Matthias continuait à se moquer mais il ne pouvait pas comprendre ce qui n’était pas écrit sur la photo, que j’étais un être étrange, bizarre. Une gamine dont il fallait se méfier, à la lisière des groupes, ni rejetée, ni acceptée. L’adolescence avait été pour moi un no man’s land. Je tenais bon. Enfin. J’ai cru que tout ceci finirait à l’instant où je quitterai cette ville, où les amies de ma mère ne susurreraient pas entre leur rouge à lèvres mince et cruel ce qu’elles pensaient de moi. Une odeur de danger collé à moi, celle d’une fille qui dérange les lignes, qui bouscule les pensées, une qu’on ne peut gentiment ranger dans une case et qui vous laisserai vivre docilement.
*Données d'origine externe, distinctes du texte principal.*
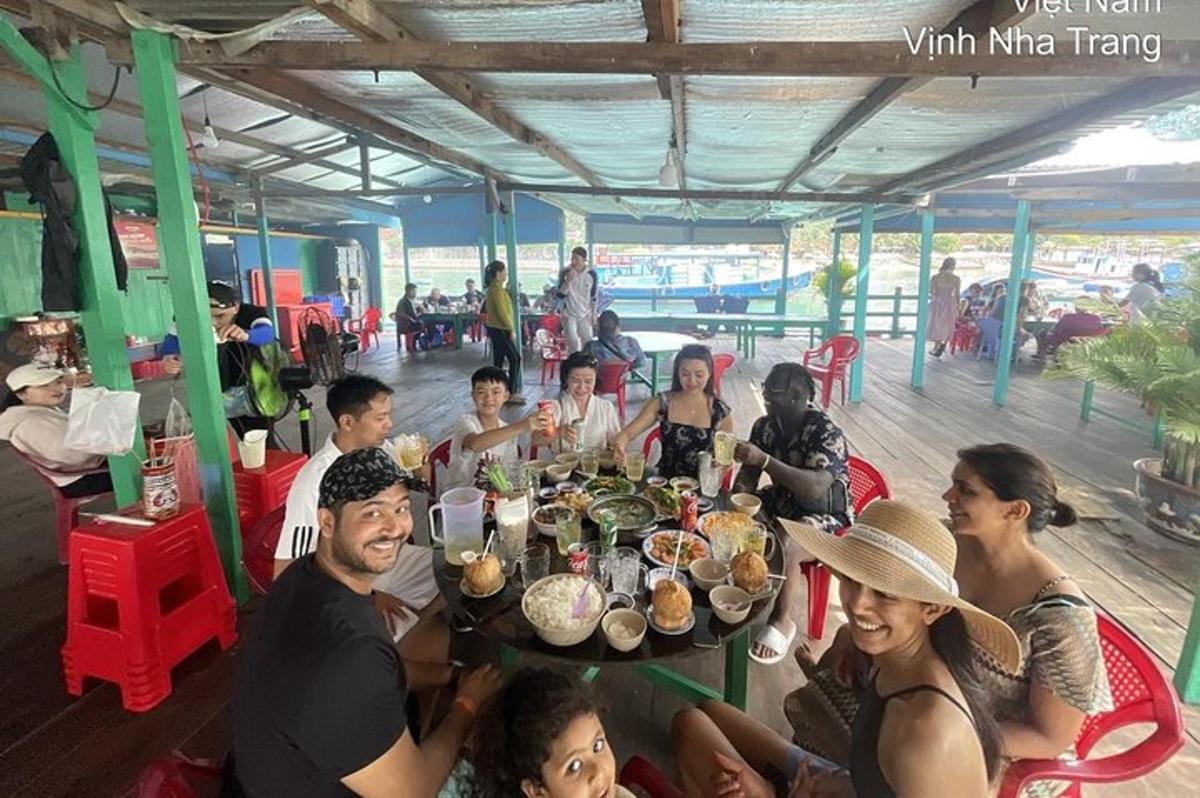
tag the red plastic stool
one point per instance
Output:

Je suis partie et j’ai continué à être la fille, la jeune femme étrange. Changer de lieu, mais pas changer de soi. Jusqu’à Matthias et Minouchette, Bulle le poisson rouge et les quatre pieds de fraises des bois près de l’entrée. Aujourd’hui, je ne m’imbrique pas tout à fait dans le moule, on ne fait plus de miracle. Cependant, je suis simplement devenue l’originale, sans pourtant avoir bougé d’un iota. Le reflet de Matthias et Minouchette sur ma peau avait changé la donne. Je rentrais quelque part, dans une case impôts, une case va faire sa vaisselle comme tout le monde, une case a participé au boulot métro dodo et à la reproduction de l’espèce, une case part en vacances l’été et souffle ses bougies à son anniversaire. Bref, je partageais le minimum vital de mes semblables et on me laissait être.
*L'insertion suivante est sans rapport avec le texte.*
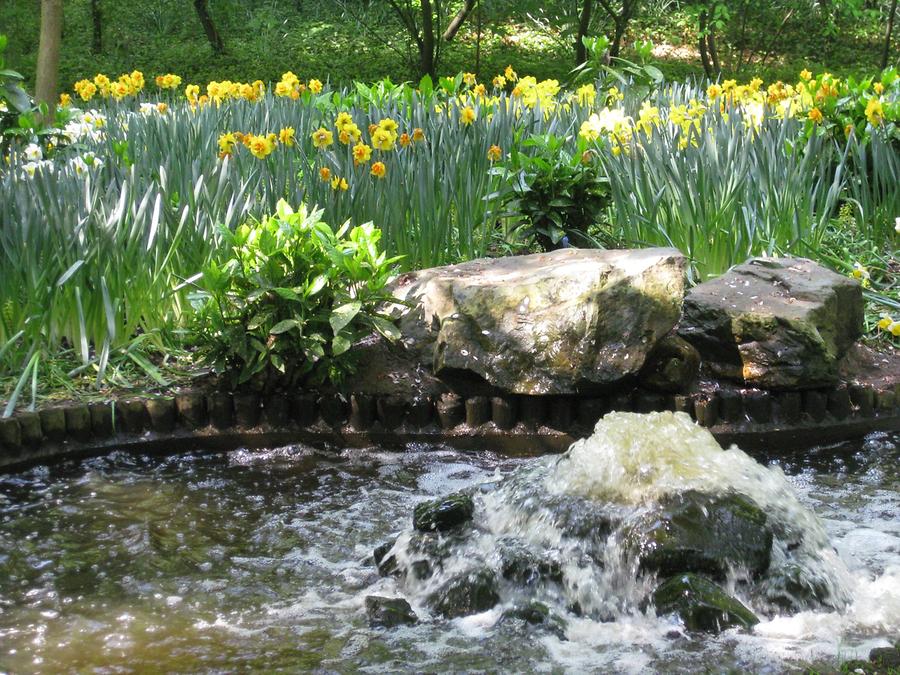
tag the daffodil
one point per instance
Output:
(322, 138)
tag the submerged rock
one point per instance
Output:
(546, 323)
(775, 322)
(389, 612)
(701, 604)
(536, 613)
(444, 514)
(695, 532)
(470, 593)
(673, 366)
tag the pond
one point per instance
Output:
(262, 560)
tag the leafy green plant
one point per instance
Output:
(557, 189)
(290, 297)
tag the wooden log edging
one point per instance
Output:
(766, 422)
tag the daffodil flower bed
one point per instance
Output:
(105, 231)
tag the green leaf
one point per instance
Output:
(343, 315)
(284, 326)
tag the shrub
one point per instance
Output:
(291, 296)
(557, 192)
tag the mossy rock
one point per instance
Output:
(537, 614)
(706, 534)
(467, 594)
(444, 514)
(701, 604)
(389, 612)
Ils se marrent tous les deux, maintenant. L’homme en costard, la petite en pyjama de velours épinard. Je ne dis rien, c’est assez rare que je me sente proche d’eux, que j’éprouve ce curieux sentiment, éprouver qu’ils m’aiment. Telle quelle. Cash. C’est vraiment une expression usée ce « ils t’aiment »... et parfois elle sonne juste. Pourtant, la plupart du temps, je vis en sursis, en sursis d’eux. Comme si leurs présences, la liste de courses sur le frigo, ce jonc d’or que je ne porte plus mais qui dort encore dans un tiroir me donnaient un sauf-conduit pour exister. Exister avec.
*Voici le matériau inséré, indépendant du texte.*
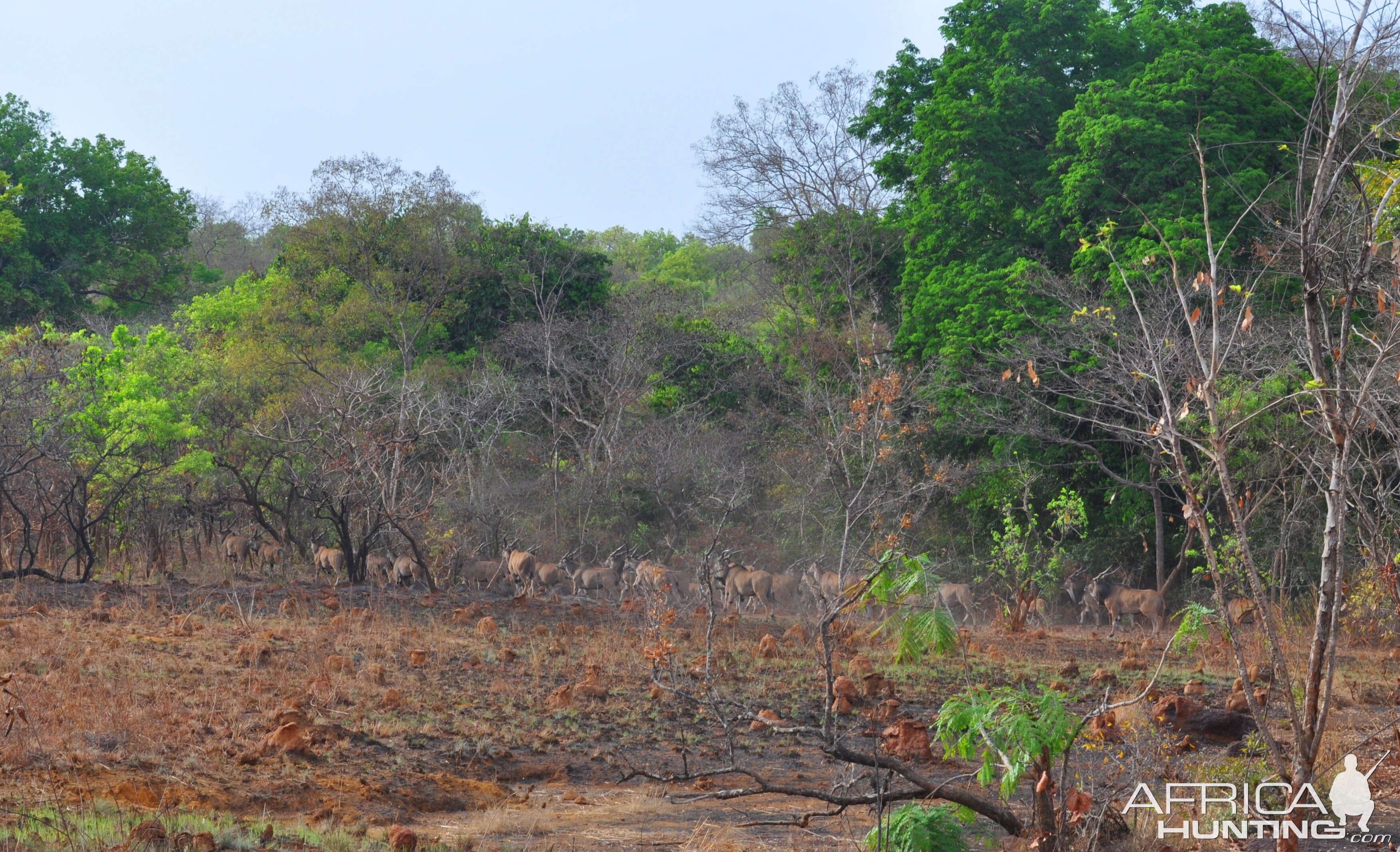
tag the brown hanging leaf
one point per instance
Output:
(1079, 805)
Il est parti. Minouchette discute avec Bulle. Je suis presque prête. Quelques minutes traînent avant le départ, je récupère la photo sur un fauteuil. À sa place dans un tiroir ! Je regarde une dernière fois la fille à la coupe nette et sans bavure. Carré parfait. Combien de temps vais-je encore tenir dedans ? Combien de temps avant que je ne refasse surface ?

Soudain je me retourne et éclate de rire. Ma fille vient se réfugier dans mes bras. Je promets, je balaierai les boucles tombées à terre, ramasserai les  ciseaux de cuisine coupables. La tête enfouie contre mon ventre, ma fille murmure… « C’était pour ressembler à la fille de la photo ». Un gros sanglot.  « Pour te ressembler ». Je passe ma main dans ses cheveux, sur son front, ses joues rondes, rien pas une égratignure. Je la serre très fort contre moi, la mode sera au carré un peu flou, un peu fou, cette année.